Set on a family farm in the middle of the Vale of Belvoir, Dickies is a ‘destination’ butchery with adjoining cafe/restaurant. In November 2017 the owners introduced a large rustic dining room with an open kitchen, the ‘Cow Shed’.
There’s brilliant beef, pork and lamb on offer in the butchery, either locally sourced or raised on site on Orchard Farm. Dickies offers much more too.
Created and run by Rich and Charlotte Stevens, the butchery is next to the farmhouse and, inspired by the American food and BBQ scene, has been made to feel laid-back, inviting and well… pretty damn cool. As well as a stunning (and long) meat counter, you’ll find vintage butchery kit, farm curios, Dickies-branded (in the traditional burnt-on way) chopping blocks, a large dry-aging cabinet showcasing stunningly fat, dark-ruby-red steaks – and containing Himalayan rock salt to enhance the flavour. There’s also a coffee machine serving good quality cappuccinos, lattes, Americanos and more, so you can get your caffeine fix while choosing your steak.
The theme continues into the Cow Shed, a large wooden dining area with a giant wood-burning stove to keep you cosy in the colder months. There’s an open kitchen here serving a range of breakfasts and brunches from Thursday to Sunday. It is a great place to bring friends for a relaxing, delicious, authentic bite to eat, and plans area afoot to launch an evening restaurant here.

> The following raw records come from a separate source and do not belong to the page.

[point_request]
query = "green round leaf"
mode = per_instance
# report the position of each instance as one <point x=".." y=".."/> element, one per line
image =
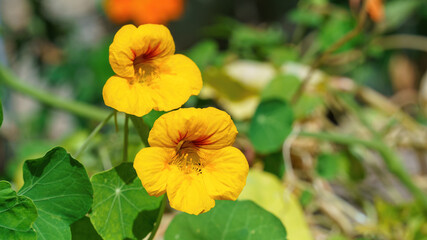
<point x="1" y="113"/>
<point x="60" y="188"/>
<point x="121" y="206"/>
<point x="234" y="220"/>
<point x="270" y="125"/>
<point x="83" y="229"/>
<point x="17" y="213"/>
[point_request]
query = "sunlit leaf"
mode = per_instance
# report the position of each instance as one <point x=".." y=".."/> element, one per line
<point x="233" y="220"/>
<point x="60" y="189"/>
<point x="328" y="165"/>
<point x="270" y="126"/>
<point x="203" y="53"/>
<point x="274" y="164"/>
<point x="305" y="17"/>
<point x="1" y="113"/>
<point x="266" y="190"/>
<point x="307" y="105"/>
<point x="397" y="12"/>
<point x="122" y="209"/>
<point x="17" y="213"/>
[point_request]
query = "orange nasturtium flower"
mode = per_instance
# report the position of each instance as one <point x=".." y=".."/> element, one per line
<point x="191" y="158"/>
<point x="144" y="11"/>
<point x="149" y="74"/>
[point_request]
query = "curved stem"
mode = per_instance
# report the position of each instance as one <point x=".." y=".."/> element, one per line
<point x="159" y="218"/>
<point x="126" y="138"/>
<point x="142" y="129"/>
<point x="335" y="46"/>
<point x="77" y="108"/>
<point x="93" y="134"/>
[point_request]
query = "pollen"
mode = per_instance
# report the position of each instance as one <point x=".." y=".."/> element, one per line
<point x="187" y="158"/>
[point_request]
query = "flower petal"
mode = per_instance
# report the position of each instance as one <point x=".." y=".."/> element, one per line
<point x="121" y="56"/>
<point x="224" y="172"/>
<point x="187" y="192"/>
<point x="152" y="166"/>
<point x="133" y="99"/>
<point x="133" y="45"/>
<point x="207" y="128"/>
<point x="179" y="78"/>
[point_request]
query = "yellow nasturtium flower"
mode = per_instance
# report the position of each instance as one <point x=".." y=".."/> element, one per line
<point x="191" y="158"/>
<point x="149" y="74"/>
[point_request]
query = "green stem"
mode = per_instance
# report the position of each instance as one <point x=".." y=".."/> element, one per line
<point x="391" y="159"/>
<point x="93" y="134"/>
<point x="77" y="108"/>
<point x="142" y="129"/>
<point x="159" y="218"/>
<point x="126" y="138"/>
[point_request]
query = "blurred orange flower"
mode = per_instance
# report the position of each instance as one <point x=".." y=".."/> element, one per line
<point x="375" y="10"/>
<point x="144" y="11"/>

As well as beef, pork and lamb, sausages and burgers, you can buy pies, sausage rolls, Dickies-prepared meals such as Bolognese and Thai-style chicken breasts, plus bread and baked treats from two of the UK’s best bakeries: Hambleton Bakery and The Welbeck Bakehouse.
Dickies is a product of the founders’ passion for food, farming and butchery, and it’s a fantastic addition to the region’s independent food scene. It’s open on Thursdays & Fridays 10am-7pm, Saturdays 9am-4pm, and Sundays 10am-2pm. Closed Monday to Wednesday.